Z adds that if survivors refuse to be seen by a hospital doctor before meds and rape kits are dispensed, as most do, they are referred to private pharmacies and medics to ensure they get follow-up care. This piecemeal approach means some survivors who “require surgical intervention” as well as psychological trauma support may not get them, with the associated physical and psychological risks that can lead to “possible suicide”, according to Z.
Rape kits are not easily found either; even though there are crucial medicines in the country, according to Sharief, they are inaccessible. Doctors Without Borders (Medecins Sans Frontieres, or MSF) had enough rape kits and medication for at least 200 cases, but their warehouse in Khartoum was looted.
“We’re focusing on getting some hospitals back on track to at least alleviate some of the pressure. Especially in areas like Omdurman that have no access at all to any health facilities,” Abubaker of the Fill-A-Heart charity said.
But healthcare is not spared the ravages of war as doctors find themselves on the receiving end of threats and smear campaigns from either side, making it harder for them to treat people in a neutral manner and forcing many into hiding.
“Initially we were all in a state of shock, so it took us a while to get going and start trying to assess and determine the violations,” says Salah of the Emergency Lawyers.

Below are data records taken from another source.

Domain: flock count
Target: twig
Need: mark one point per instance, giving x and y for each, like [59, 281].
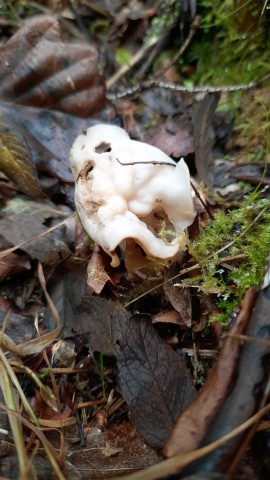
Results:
[199, 265]
[193, 28]
[179, 88]
[137, 57]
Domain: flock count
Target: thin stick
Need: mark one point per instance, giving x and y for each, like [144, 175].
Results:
[179, 88]
[125, 68]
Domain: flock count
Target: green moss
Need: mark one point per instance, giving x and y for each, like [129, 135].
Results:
[232, 45]
[241, 231]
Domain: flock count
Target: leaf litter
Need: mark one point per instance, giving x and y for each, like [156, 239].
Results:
[93, 352]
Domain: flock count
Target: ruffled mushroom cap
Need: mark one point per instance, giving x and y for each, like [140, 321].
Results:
[130, 190]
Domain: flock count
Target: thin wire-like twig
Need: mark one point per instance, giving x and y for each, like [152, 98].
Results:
[180, 88]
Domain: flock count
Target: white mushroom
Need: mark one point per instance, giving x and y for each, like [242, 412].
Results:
[130, 190]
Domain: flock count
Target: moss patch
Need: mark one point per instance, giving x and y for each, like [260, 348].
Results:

Social stigma and the paralysis brought on by trauma complicate documentation and reporting, as do the lack of access to proper medical and psychological care. Some medical practitioners have taken to social media to offer guidelines or share contacts for those who can help.
Honey*, a fifth-year medical student, spoke of huddling at home with her mother, sister and grandmother, all sleeping in one room for comfort. After five days of fighting, one night they heard the screams. With no electricity since the start of the war, the sound carried more clearly.
“Then we’d hear gunfire ... to shut them up. They would go quiet for seconds, and then the screams would start all over again. Then gunfire. The screams didn’t stop, and there was nothing we could do. We were praying it was an armed robbery, but we knew,” she says. “My mother read the Quran. My sister couldn’t stop crying; she had trouble breathing. [It] was the longest and scariest night of my life.”
In the morning, Honey went to the corner shop and asked the owner about the previous night. She hoped he would say it was just looting. “But he said, ‘The daughters of so-and-so were raped.’ I keep thinking: Should I have gone to help them? Could I have helped?”
Degefa believes rape as a weapon of war is not an issue prioritised by the international community and will “not be part of the national healing agenda”.
Just as with the war in Ethiopia, this will play into stereotypes of Black women, specifically African women, as “victims of no agency”, she fears. In addition, she says, there is an international direction that this form of violence should be dealt with at a national level - rather than by international watchdogs - a concept she compares, saying marital rape is a private affair between husband and wife.
“Most of the things happening now, there is no police, no evidence, you don’t have names, you don’t have any information,” says el-Khalifa of CVAW.
She cites examples of sexual violence during the war in Darfur or reports in 2019 of RSF soldiers raping dozens of women after they tore apart a peaceful sit-in camp in Khartoum, both of which “never saw the majority of perpetrators brought to justice”.
Accountability “will never happen”, she says.
As for Husna, she says: “I got my period four days after the rape and I have never been happier to get it than that day. It was the biggest relief I’ve ever felt.”
She’s still waiting for her husband to join her and then they’ll make their way to another city in Sudan and try to build their life again.
“I’m fine, I’m OK, having my husband's support and him standing by me has helped a lot. It’s lessened the whole ordeal. Once he’s able to leave Khartoum I’ll join him.”